2012 was the year of estrangement. Several meaningful relationships died in many different ways.
Some were smothered to death;
some passed-on peacefully in repose;
some bled to a slow death;
some were violent;
some were long dead but came to my notice belatedly;
a few because the transplant was rejected.
Some fatalities were expected, some too sudden…
The relationships were not all cherished, yet I mourned and shed bitter tears for the passing of each. People I worked with, some I grew up around, a couple I shared many laughs with, a few who were family.
But as I sit on the eve of a new year, thinking of these who are no longer in my daily consciousness, I have only a remote sense of nostalgia.
I didn’t fight to keep those relationships alive; I chose to let them go, without grace at times.
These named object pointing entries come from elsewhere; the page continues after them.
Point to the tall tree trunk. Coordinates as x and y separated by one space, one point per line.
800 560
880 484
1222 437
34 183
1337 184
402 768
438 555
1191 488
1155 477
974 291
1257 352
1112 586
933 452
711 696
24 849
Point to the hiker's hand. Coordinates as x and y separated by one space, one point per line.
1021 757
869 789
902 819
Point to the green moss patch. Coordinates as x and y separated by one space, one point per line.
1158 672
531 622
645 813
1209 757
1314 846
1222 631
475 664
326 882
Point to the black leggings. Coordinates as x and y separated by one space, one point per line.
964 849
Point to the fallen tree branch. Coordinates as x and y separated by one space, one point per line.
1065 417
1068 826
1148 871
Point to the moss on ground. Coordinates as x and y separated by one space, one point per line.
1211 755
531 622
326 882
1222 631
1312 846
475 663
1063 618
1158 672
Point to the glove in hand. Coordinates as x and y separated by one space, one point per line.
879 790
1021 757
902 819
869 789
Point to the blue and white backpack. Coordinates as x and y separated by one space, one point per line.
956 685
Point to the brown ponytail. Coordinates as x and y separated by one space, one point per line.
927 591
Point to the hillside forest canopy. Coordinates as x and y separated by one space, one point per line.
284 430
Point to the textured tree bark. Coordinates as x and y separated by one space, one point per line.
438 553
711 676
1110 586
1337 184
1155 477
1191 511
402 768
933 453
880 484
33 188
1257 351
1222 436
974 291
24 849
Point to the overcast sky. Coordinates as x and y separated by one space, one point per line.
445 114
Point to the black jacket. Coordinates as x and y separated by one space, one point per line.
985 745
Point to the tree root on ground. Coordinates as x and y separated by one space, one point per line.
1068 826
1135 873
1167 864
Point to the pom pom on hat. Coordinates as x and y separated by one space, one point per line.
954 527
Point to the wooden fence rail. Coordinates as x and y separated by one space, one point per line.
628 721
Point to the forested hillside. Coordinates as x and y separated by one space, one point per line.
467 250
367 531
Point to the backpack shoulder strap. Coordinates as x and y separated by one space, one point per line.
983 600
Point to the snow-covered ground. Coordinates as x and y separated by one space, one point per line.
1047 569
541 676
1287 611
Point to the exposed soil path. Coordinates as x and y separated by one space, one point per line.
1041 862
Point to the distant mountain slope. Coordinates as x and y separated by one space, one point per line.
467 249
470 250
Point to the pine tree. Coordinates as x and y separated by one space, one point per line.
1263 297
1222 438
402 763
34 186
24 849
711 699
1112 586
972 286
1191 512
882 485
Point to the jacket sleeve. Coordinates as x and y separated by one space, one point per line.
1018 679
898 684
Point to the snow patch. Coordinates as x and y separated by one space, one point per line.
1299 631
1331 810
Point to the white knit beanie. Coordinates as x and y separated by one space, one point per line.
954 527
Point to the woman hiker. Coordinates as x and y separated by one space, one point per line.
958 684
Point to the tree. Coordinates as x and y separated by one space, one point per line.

It was a detached, clinical decision to move away from those who drained me.
Through all that heartbreak and angst, with a never before seen will, I fought to keep one relationship alive. If ever I find the person who conceived marriage, I would dig them out of their grave and spit on their face.
Could there be a concept that’s more strenuous and difficult, yet so lusted after than that of binding two people in marriage? Do you know of anything marketed more effectively than marriage? Yet, I fought and will continue to do so… to keep this relationship going. There are a hundred reasons why, reasons so loud in my head, it mutes the voices in my heart.
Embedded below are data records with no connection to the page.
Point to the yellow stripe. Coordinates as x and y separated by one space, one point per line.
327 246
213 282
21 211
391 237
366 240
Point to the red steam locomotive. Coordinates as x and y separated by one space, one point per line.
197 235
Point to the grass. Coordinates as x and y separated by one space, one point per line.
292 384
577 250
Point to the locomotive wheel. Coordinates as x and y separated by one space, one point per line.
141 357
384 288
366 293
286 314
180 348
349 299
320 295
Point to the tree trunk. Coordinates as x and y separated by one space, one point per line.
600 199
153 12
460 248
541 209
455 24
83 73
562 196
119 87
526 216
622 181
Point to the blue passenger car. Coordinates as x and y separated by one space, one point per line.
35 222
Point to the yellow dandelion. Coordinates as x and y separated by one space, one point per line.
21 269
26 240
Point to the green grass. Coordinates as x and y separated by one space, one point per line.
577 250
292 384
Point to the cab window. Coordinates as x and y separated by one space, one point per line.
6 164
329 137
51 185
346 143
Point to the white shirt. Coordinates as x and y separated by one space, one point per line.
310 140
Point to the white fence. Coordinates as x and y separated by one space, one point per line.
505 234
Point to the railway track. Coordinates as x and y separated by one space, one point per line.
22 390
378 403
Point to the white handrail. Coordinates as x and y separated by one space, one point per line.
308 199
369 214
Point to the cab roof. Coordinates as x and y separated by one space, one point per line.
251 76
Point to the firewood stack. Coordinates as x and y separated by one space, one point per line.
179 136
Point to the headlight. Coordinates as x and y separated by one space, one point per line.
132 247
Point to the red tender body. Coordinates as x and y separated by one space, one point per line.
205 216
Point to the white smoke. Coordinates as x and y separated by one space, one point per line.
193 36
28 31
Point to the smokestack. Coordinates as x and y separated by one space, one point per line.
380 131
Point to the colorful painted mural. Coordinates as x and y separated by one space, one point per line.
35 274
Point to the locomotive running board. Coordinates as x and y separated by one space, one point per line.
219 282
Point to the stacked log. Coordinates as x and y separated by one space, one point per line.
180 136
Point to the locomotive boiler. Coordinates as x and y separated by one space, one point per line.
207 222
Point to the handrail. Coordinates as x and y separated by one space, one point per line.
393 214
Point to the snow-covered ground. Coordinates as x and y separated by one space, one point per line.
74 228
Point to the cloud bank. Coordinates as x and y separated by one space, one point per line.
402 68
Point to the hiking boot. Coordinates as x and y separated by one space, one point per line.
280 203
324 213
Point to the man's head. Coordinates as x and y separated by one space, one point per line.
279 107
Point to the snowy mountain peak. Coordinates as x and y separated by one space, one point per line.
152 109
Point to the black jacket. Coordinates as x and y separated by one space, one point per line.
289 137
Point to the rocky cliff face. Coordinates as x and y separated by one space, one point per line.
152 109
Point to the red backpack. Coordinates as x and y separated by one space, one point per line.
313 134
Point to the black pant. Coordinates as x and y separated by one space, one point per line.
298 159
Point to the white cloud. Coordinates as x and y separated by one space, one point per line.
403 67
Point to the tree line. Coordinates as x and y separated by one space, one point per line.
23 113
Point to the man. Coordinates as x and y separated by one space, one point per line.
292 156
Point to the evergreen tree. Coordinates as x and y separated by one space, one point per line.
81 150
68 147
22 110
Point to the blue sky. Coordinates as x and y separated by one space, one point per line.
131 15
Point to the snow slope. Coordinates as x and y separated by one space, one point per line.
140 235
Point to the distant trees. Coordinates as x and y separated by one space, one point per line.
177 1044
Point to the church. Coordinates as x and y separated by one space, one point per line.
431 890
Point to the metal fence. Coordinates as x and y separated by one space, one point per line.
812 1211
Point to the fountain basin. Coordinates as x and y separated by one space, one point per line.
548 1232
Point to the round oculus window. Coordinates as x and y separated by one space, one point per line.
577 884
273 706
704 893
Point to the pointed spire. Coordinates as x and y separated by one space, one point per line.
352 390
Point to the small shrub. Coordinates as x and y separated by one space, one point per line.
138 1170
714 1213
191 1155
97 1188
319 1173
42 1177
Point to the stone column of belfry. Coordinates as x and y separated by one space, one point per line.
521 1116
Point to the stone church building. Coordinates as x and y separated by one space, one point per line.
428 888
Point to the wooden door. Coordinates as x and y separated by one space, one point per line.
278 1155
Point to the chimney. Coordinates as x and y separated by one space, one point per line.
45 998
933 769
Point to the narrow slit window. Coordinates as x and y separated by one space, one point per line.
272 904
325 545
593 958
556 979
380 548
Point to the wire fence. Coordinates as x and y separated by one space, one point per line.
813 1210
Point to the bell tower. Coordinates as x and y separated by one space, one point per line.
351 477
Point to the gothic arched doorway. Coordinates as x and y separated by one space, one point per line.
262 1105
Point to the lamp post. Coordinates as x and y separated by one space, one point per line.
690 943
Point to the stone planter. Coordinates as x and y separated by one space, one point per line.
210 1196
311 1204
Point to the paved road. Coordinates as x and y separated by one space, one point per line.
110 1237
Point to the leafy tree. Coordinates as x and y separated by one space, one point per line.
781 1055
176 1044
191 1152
(Hey, you gay folks out there! Don’t fight so hard for the right to marry… it’s too gimmicky by half, and you’d be better off not being contracted to each other.)
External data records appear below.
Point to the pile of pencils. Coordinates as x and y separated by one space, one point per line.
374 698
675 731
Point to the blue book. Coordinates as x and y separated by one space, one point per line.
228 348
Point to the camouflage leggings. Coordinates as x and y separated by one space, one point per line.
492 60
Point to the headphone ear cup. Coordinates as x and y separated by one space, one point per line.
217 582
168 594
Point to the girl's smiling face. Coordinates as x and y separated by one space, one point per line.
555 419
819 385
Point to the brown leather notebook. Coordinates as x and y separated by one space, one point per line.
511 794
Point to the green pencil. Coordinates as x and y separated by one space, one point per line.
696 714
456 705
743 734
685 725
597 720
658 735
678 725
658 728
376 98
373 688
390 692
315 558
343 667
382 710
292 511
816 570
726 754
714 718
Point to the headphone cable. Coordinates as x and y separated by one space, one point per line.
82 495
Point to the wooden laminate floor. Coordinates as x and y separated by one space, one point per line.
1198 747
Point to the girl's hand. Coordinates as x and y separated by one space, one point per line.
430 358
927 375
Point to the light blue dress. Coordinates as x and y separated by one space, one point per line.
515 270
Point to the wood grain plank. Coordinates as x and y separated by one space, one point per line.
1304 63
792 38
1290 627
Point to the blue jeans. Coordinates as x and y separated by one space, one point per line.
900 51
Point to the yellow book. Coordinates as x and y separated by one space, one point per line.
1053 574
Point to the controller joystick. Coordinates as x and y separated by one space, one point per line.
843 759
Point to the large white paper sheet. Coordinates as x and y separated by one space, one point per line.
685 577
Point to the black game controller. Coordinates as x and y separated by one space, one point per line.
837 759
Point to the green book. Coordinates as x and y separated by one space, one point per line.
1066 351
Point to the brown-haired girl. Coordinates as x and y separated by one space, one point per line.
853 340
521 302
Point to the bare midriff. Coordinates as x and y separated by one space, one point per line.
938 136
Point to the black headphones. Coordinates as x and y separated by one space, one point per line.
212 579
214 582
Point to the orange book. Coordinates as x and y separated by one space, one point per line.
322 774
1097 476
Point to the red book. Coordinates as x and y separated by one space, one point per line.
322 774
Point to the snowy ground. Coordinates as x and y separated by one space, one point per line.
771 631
In all this chaos, much of it self-made (I’ve always sucked at pleasing people and maintaining relationships), I am protected by friends who slipped into my life in my teens, who with iron claws hold onto the things they love in me, blind to the rest of who I often am.
And also in this chaos, are two little people whose touch is so precious; whose love is so vocal and unconditional; and in their image of who I am, I build many dreams. I go to bed with the burden of their love… yes a burden, because I don’t always feel deserving of it.
I die a thousand deaths, when I think of all the ways in which I could do them wrong and of all the ways I could let them down. I have feared nothing more fiercely than their love.